Pelo menos dois conhecidos que compraram ontem e pagaram menos (0,5 e 1 libra, respectivamente) não receberam os links até agora. E o site para compras está congestionado. Ou será que quem comprou antes recebeu antes?

Agora, a parte séria. Conversei com o Felipe Llerena, do iMusica, sobre a “questão Radiohead’. (o iMusica anunciou alguns dias atrás uma parceria com Nokia e Claro para lojas online de música digital no celular para o Brasil e América Latina. A idéia é recuperar o velho e bom comprador de discos, o adolescente impulsivo, que terá no celular uma nova plataforma para compra sem precisar usar o cartão de crédito - vai direto para a conta mesmo).

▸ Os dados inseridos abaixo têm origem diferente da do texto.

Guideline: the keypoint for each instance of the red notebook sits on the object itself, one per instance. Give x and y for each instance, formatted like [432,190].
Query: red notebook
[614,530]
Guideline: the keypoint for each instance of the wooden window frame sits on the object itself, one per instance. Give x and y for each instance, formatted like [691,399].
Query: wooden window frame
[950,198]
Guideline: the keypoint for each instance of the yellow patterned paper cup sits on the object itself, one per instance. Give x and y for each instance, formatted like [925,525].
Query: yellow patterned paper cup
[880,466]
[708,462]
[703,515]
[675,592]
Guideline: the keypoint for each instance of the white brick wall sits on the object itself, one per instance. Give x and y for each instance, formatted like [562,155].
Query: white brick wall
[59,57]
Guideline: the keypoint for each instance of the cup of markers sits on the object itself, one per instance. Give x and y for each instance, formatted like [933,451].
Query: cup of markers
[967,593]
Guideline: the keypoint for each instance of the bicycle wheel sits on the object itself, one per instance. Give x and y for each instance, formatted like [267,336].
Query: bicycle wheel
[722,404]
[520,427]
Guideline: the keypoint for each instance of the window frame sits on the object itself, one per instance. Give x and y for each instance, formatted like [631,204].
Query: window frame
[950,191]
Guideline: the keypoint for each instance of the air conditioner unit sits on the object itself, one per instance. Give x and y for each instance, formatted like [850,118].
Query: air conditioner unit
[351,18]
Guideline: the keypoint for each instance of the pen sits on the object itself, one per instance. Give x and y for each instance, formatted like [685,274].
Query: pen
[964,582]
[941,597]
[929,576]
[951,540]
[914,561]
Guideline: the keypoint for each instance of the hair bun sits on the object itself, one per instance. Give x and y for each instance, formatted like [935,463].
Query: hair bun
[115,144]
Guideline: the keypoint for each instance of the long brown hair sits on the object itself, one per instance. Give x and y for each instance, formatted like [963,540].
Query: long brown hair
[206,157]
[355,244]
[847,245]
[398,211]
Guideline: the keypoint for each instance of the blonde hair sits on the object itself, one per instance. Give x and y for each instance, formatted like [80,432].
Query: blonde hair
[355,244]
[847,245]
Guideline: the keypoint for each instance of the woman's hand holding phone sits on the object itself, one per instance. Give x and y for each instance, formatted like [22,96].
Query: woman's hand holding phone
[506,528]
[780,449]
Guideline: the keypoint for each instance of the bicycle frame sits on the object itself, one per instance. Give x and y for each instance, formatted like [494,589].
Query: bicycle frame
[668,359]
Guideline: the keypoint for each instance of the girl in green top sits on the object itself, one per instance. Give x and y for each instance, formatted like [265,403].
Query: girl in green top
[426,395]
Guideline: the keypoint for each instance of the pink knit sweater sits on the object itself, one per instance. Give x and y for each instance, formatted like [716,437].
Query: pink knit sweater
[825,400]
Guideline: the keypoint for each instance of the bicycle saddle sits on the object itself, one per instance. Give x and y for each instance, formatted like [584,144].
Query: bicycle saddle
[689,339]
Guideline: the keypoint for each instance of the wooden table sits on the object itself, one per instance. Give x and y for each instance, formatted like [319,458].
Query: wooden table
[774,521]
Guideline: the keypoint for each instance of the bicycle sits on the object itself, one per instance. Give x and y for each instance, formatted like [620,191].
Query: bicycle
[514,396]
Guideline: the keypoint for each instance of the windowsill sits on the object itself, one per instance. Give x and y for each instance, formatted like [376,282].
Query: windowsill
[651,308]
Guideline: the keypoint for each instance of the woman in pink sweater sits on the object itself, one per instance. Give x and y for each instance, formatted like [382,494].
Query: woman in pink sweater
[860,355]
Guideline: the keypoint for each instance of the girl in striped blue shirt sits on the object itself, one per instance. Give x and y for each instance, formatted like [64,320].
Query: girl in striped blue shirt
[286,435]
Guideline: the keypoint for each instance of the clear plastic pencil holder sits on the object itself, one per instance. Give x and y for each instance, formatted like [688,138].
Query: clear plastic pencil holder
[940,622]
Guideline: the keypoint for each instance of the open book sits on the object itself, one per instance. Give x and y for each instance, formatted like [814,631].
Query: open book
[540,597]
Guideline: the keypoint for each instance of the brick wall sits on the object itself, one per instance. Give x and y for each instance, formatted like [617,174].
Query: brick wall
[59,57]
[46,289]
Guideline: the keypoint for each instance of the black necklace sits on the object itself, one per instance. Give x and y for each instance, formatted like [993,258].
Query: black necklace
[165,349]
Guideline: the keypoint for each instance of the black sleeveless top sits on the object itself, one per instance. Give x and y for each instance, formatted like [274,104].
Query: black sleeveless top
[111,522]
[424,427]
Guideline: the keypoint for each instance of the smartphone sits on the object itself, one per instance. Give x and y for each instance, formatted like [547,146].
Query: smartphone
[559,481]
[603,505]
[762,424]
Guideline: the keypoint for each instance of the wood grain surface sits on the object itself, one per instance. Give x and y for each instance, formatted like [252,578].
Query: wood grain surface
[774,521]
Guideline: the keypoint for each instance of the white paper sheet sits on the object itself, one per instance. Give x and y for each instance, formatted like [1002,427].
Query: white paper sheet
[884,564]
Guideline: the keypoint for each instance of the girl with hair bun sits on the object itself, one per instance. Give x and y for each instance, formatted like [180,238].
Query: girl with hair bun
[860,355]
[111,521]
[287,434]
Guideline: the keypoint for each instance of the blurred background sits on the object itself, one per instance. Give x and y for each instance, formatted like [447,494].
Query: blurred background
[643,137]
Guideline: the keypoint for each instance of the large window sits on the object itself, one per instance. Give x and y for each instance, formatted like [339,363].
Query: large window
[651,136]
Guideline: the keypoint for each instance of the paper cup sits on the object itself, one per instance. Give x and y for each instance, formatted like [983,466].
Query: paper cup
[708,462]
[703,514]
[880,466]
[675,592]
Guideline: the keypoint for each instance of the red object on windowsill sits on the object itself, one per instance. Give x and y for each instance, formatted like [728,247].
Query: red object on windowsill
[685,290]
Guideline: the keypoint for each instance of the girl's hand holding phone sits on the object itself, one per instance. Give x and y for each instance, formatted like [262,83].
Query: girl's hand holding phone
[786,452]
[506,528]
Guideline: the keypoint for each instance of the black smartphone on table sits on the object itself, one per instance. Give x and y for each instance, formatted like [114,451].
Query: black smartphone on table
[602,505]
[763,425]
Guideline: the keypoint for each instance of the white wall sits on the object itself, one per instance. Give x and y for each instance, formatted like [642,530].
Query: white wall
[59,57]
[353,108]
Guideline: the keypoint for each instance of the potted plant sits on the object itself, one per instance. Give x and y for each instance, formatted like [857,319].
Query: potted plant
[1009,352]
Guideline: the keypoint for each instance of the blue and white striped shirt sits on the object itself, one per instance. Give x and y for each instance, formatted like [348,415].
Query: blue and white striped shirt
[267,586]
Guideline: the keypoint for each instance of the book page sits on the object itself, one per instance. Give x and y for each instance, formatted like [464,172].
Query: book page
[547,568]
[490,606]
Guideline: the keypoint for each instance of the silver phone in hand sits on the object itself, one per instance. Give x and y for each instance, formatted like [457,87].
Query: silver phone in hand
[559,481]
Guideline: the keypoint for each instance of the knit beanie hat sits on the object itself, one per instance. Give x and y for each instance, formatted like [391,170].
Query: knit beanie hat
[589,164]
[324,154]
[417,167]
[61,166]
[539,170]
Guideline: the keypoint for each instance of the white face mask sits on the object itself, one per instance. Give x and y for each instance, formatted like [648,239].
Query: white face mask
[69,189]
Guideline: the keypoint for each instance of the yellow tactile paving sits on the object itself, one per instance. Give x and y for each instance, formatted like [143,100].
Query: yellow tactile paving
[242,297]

“Um plano desses só funciona com uma banda estourada como o Radiohead. Se a ‘Felipe Band’ lançar um disco amanhã, ninguém vai comprar. Tem que ser um grupo querido e desejado”, diz o executivo. Tem toda lógica. “Mas vamos ver daqui a dois dias se a febre de vendas não baixa e vai todo mundo pro P2P?” (é, nem precisa esperar, já está). Depende também do tipo de público - Llerena acredita que um artista grande como, bem, Daniel, não daria certo num modelo desses. “Quem sabe não é uma audiência mais pro celular?” - porém uma Marisa Monte vendendo downloads independentemente poderia funcionar. “É muito mais simples comprar do artista, mas vamos ver o que vai dar.”

Llerena deixa duas questões para o futuro: 1) se o Radiohead vai liberar um ranking de países que mais compraram e 2) se a experiência (notadamente no Brasil) serve pra quebrar a tal barreira do cartão de crédito internacional. É esperar para ver.